Herbbbyyyy

That was MOST awesome.
I have adult children two in their 20s and two in their 30s. They are having one hell of a time, to be sure. At least they have all been able to work. I have not been able to find a job for two years. No more unemployment checks either, those are ancient history.
If it wasn't for my kids I wouldn't have food or a roof over my head. We are struggling, and we may lose our home. That is not what I want. It is not what I expected. I thought when we bought our home that we had made it. You know, like... we MADE it! We bought a 5 bedroom 3 bathroom in a planned community with a park, a pool, a jacuzzi, a playground, all private for this housing development. We have nice views from all the upstairs rooms because our house is at the top of the development plus we are on a corner and our house faces south so we only have one house next to ours but we never see them and they never see us. My husband and I both worked full time and made good money. We used to eat dinner at a restaurant once a week. I could go do a little shopping whenever I felt like it. Get a pedicure. Life was pretty great.
My husband became disabled. We didn't see that coming. Shortly thereafter I was laid off. We didn't see that coming either. We surely didn't WANT either of those but there's no return policy on life's bullshit.
My parents were able to buy a home for $22,000 in '65. They paid it off early. When they decided to retire and move to Nor Cali in '95 approximately I don't remember for sure, they sold that house for $220,000. They were able to get a new custom home in Nor Cali with money left over.
Houses don't go up like that anymore. I don't care if we live in our house for a thousand years, it's not going to go from $175,000, our original price, to $1,750,000. My sister bought a 3 bedroom 3 bathroom home five years ago that is nice, but it's 50 years old and needed some work, and she paid $500,000. Half a mil. She's totally upside down and I doubt she's going to be able to keep it. She got laid off. She's managed to find another job but she makes half what she used to, and doesn't have company car anymore and a company gas card. Her husband's hours have been cut, too.
I'm 53 and having financial disaster. She is 44 and having financial disaster. My kids don't even THINK about buying a house. What used to be the way to get ahead in life, by owning property, isn't the way anymore. Investing money in stocks during the 60s when my parents did was another great way to get ahead in life. My sister and I can't invest money because there isn't enough. My children can't invest money because there isn't enough.
It's not just 20somethings that are financially fucked.
It's every damn one of us.
Oh yeah, I'm disgusted with the whole mess. I'm angry. I want stability and security! I want a job! I want to go to a restaurant! I want a pedicure!
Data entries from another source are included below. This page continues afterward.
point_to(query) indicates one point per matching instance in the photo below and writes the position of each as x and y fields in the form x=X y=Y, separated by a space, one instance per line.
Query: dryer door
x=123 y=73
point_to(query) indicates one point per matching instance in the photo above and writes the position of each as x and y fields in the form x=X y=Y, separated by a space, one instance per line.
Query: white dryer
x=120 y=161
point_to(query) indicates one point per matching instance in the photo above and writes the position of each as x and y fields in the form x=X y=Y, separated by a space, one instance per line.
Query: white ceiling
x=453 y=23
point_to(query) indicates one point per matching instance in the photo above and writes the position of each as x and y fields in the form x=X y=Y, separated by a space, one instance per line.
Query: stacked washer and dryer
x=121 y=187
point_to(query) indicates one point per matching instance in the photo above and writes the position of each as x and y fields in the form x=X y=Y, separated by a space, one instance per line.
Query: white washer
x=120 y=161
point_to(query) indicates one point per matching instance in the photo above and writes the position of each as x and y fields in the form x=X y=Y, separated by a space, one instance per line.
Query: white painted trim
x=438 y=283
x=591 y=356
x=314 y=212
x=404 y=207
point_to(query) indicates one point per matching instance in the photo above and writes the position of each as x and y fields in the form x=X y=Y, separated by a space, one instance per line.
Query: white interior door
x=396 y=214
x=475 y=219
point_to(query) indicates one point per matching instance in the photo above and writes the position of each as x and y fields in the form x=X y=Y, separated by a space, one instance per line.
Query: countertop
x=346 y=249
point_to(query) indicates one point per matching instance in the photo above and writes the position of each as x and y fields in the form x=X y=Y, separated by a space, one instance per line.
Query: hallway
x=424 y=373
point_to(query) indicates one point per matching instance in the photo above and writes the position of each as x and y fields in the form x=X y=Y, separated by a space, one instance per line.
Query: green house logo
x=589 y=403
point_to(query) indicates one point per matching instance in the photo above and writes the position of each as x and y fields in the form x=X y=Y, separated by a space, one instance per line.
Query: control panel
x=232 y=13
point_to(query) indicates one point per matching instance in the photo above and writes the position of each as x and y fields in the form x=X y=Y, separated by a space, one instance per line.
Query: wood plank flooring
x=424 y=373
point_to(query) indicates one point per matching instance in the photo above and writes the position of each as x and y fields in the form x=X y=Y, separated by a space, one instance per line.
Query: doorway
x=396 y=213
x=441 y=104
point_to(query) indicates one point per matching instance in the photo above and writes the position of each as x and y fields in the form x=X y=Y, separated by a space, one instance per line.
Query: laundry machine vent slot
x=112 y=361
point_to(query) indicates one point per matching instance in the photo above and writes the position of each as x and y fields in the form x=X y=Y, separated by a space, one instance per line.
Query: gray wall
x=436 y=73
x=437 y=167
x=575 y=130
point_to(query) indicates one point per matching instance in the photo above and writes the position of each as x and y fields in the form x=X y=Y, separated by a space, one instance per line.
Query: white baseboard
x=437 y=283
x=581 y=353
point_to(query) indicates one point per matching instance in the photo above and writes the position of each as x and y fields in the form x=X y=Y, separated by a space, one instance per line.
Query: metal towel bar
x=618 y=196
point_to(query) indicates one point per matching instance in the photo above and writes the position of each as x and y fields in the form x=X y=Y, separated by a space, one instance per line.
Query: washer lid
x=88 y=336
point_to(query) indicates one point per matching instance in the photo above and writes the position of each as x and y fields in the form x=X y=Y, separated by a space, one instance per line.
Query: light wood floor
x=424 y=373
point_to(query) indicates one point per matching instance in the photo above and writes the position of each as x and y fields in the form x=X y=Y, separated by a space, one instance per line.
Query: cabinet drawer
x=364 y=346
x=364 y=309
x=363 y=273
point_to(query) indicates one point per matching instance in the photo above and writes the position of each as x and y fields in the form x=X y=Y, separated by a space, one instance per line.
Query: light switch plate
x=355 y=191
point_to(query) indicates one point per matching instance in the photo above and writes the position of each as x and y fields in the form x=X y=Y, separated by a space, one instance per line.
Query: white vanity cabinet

But I don't have a job anymore.
I don't have money anymore.
We stopped doing anything that costs money because we flippin HAD to. My husband, at 65, says he NEVER would guessed in a million years that our lives would change like this. We both believed that hard working people reaped rewards and benefits from their work.
We were definitely hard working people. We haven't got any rewards or benefits though. We got bankruptcy instead.
Go figure.
Charles Manson once said "No sense makes sense."
That crazy bastard was right about that.